CLEVELAND — He was the perfect quarterback. Completed all of his passes. Never got hit. He was cool. He was unrazzled. He came into the locker room after the game and his uniform was still gleaming white, and he took it off and strolled casually in for a shower.
“How many of those have you thrown in your career?” someone asked Brian Brennan of his dramatic big pass, the longest of the Lions-Browns game Sunday.
“Three,” he said, wrapping a towel around himself. “I’m three-for-three. I am 1,000 percent.”
Three-for-three. One thousand percent. He has never thrown an incompletion.
Very cool. He pulled on his jeans and ran a hand through his wet curly hair and, presto, it was neatly in place.

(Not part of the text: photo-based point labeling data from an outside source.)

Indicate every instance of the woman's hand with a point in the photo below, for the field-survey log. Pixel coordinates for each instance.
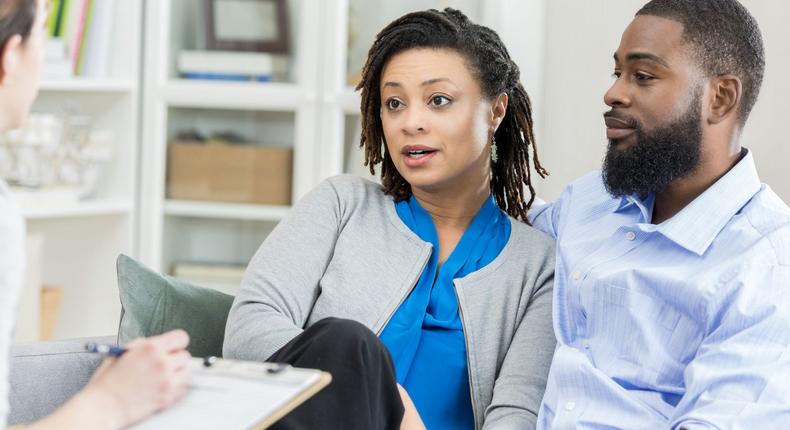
(411, 418)
(148, 377)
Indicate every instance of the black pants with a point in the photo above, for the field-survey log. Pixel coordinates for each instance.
(363, 393)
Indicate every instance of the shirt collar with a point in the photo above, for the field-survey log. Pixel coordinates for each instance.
(697, 225)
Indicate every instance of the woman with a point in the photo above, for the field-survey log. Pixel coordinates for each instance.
(152, 373)
(439, 261)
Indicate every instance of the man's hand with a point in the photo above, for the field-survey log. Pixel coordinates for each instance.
(411, 418)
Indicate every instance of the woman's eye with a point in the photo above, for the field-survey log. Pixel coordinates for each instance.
(439, 101)
(394, 104)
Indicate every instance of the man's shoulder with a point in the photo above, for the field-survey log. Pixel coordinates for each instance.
(769, 215)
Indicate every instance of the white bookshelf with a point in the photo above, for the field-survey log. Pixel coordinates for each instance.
(282, 97)
(80, 85)
(316, 113)
(93, 208)
(81, 239)
(231, 211)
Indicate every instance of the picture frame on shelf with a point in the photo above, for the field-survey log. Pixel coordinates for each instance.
(247, 25)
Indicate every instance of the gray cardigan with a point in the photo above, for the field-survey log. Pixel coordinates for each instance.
(342, 251)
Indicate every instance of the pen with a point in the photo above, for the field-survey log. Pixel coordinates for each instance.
(104, 349)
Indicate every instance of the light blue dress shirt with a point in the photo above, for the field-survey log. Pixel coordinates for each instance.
(681, 324)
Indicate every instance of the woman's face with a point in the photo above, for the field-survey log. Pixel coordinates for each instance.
(437, 123)
(21, 69)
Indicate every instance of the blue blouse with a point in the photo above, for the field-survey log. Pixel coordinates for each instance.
(425, 336)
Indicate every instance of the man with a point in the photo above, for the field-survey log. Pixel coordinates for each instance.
(672, 289)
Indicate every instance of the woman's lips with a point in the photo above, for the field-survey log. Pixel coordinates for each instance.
(417, 158)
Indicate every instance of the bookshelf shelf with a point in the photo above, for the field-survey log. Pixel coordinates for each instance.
(89, 86)
(49, 211)
(233, 211)
(235, 95)
(349, 100)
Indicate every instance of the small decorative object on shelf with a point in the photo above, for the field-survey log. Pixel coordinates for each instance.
(219, 276)
(50, 152)
(78, 44)
(225, 168)
(247, 25)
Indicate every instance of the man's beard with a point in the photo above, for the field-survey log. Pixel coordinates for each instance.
(658, 157)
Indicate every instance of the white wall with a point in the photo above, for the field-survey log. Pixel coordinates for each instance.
(581, 37)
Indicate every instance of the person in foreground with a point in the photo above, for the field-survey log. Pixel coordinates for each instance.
(427, 268)
(672, 293)
(152, 373)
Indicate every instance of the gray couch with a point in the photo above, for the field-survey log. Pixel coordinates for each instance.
(45, 374)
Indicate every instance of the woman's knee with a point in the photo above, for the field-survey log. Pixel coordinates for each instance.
(341, 332)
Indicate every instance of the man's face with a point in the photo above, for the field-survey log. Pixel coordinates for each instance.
(655, 125)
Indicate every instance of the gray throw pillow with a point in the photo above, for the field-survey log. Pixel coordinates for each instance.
(153, 303)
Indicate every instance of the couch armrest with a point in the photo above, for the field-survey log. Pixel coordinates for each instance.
(46, 374)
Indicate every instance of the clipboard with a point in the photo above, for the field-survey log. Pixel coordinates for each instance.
(237, 395)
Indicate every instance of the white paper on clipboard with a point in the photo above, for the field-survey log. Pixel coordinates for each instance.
(236, 395)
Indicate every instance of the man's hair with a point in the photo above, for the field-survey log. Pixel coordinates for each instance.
(724, 37)
(16, 17)
(495, 72)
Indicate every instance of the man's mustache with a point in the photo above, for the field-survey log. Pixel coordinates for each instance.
(625, 119)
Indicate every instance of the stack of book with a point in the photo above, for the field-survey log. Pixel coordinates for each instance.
(232, 66)
(80, 33)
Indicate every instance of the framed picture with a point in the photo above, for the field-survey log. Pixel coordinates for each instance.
(247, 25)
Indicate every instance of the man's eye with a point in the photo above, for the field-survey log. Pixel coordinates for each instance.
(643, 77)
(439, 101)
(394, 104)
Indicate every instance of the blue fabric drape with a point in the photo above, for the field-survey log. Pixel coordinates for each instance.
(425, 335)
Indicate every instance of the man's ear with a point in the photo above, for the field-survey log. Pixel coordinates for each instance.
(9, 58)
(726, 94)
(498, 110)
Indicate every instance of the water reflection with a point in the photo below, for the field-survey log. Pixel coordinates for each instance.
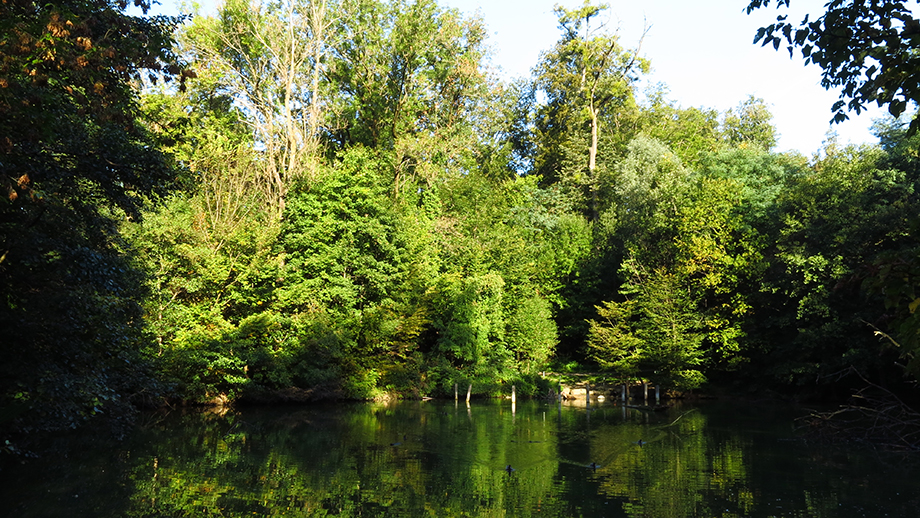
(442, 459)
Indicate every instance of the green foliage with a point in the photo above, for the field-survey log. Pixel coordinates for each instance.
(75, 162)
(749, 125)
(866, 49)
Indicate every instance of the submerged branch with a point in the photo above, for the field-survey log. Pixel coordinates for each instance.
(874, 415)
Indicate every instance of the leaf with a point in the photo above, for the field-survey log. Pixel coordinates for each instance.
(913, 305)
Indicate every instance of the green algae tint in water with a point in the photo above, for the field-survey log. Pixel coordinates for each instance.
(442, 459)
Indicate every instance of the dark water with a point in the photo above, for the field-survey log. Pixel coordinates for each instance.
(440, 459)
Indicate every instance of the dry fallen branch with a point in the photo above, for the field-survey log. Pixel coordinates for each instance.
(874, 415)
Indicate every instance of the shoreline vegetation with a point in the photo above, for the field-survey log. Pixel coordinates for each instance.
(305, 200)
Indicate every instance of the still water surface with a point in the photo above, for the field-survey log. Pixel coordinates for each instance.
(444, 459)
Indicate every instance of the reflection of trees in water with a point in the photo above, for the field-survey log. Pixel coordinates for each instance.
(411, 458)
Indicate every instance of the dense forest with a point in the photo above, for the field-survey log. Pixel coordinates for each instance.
(297, 200)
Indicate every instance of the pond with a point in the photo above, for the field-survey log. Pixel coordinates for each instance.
(437, 458)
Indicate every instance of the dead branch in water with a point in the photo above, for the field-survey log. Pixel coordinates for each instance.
(874, 415)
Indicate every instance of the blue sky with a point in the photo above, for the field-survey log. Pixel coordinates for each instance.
(701, 50)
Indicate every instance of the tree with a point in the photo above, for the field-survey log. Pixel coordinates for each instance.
(867, 49)
(75, 161)
(587, 77)
(269, 59)
(750, 124)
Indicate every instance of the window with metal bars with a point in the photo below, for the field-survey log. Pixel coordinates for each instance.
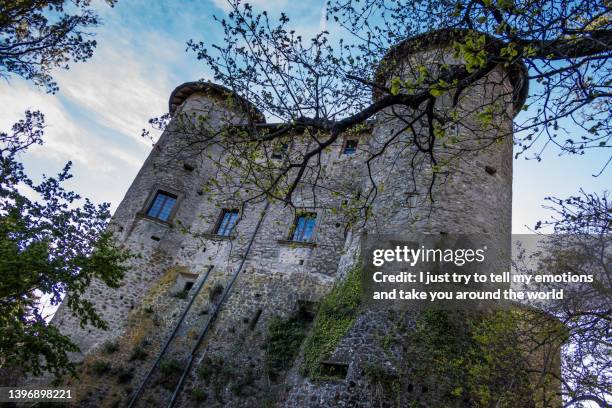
(227, 222)
(303, 229)
(162, 205)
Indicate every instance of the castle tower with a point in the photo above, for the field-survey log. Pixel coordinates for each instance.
(218, 310)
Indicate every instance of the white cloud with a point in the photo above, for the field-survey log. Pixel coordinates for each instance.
(116, 90)
(268, 5)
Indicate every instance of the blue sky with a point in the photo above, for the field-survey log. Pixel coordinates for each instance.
(96, 118)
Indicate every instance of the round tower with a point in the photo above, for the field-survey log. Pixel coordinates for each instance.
(448, 171)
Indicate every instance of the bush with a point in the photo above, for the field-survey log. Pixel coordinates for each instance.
(284, 341)
(139, 353)
(182, 294)
(199, 394)
(110, 347)
(170, 367)
(100, 367)
(335, 316)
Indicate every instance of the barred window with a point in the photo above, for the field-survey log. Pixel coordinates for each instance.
(227, 221)
(303, 229)
(162, 205)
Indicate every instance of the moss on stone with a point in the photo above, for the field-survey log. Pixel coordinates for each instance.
(335, 316)
(285, 338)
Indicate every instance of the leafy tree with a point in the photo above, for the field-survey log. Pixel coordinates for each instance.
(50, 247)
(37, 36)
(581, 245)
(320, 89)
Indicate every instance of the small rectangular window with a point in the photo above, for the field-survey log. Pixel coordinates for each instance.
(162, 205)
(227, 222)
(303, 230)
(350, 146)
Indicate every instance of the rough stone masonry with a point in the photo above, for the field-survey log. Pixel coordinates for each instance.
(241, 359)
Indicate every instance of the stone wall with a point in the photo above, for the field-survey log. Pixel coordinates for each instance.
(278, 279)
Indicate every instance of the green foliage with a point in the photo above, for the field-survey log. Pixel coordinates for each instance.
(472, 49)
(110, 347)
(48, 245)
(389, 381)
(170, 371)
(215, 291)
(100, 367)
(139, 352)
(124, 375)
(335, 316)
(477, 361)
(199, 395)
(284, 341)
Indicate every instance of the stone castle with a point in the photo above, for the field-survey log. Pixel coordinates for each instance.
(218, 308)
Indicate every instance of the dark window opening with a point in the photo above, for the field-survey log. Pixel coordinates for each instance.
(350, 146)
(303, 230)
(227, 222)
(162, 205)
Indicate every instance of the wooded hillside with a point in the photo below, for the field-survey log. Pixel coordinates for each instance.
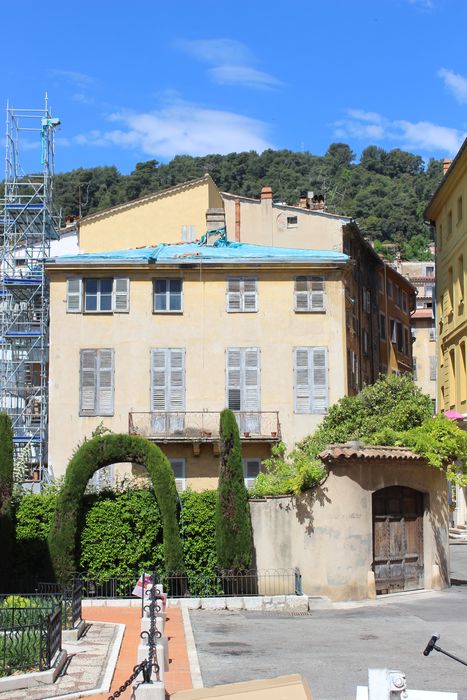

He is the perfect quarterback. Except that he is a wide receiver.
A wide receiver?
“Aren’t you nervous out there, having to throw a pass when that’s not your real job?” someone asked.
“Nervous?” he said, looking surprised. Best on the field With one play, Brian Brennan, wide receiver, was the best quarterback on the field here Sunday. The Lions’ Eric Hipple was racking up countless five-yard completions, but missing when he went for the big gainer. Cleveland’s Bernie Kosar was throwing screen passes or incompletions, but nothing of any consequence.
Could they go long? No they could not. Could they throw and not get clobbered? No they could not. But in the fourth quarter, with the game close, Brennan, who had not caught a pass in the first three periods, took a lateral toss from Kosar at the Detroit 49 and heaved a perfect spiral to Herman Fontenot, who was racing downfield. It rose like destiny and delivered itself like a newborn from a stork, plop, right in Fontenot’s hands for a 35-yard completion.
Two plays later the Browns scored a touchdown, going ahead, 24-14. The game was all but over.
One pass. One completion. The perfect quarterback.
“What did Kosar say to you when you came off the field?” someone asked.
“He said, ‘Nice pass,’ ” Brennan replied.
Some of you might remember Brennan as a standout quarterback at Birmingham Brother Rice High School. He hoped to play that position at college, but he chose Boston College, and a year later a kid named Doug Flute showed up. “And that about did it for my quarterbacking,” Brennan said.
So he went undercover, became the Clark Kent of quarterbacks, a mild-mannered receiver with a big red Q underneath his uniform. He is in his third year with the Browns. He has thrown three passes. Three-for-three. No incompletions. One thousand percent.
“Aren’t you worried one day, you’ll go out there and throw one incomplete?” he was asked.
“Incomplete?” he said, grinning. “Me? No way. I’m on the money.” Right place, right time A teammate walked by in the locker room. “Nice pickup, man,” he said.
Oh yes, the pickup. In the second period, the Browns ran Kevin Mack on a pitchout, and he fumbled on the Detroit 1. But there was another Brown just waiting there, and when the ball popped free, he pounced on it and scored a touchdown.
One pass. One completion. One touchdown.
“I was supposed to be blocking on that play,” he said. “But I missed my block. I just happened to be down there when the ball popped out and I jumped on it.”
When the game ended, the scoreboard read 24-21, Browns. Brennan had six of those points. He was the key to six more. His uniform was still gleaming white.
“So you have never messed up,” someone observed. “Never had a pass that missed the mark?”
“Well, once,” he said, “back in college. We had a play where Doug threw me the ball and he went out and I threw it to him. We tried it against Pittsburgh one year, and I remember that one was an incomplete.”
He paused. “Actually, Doug dropped it.”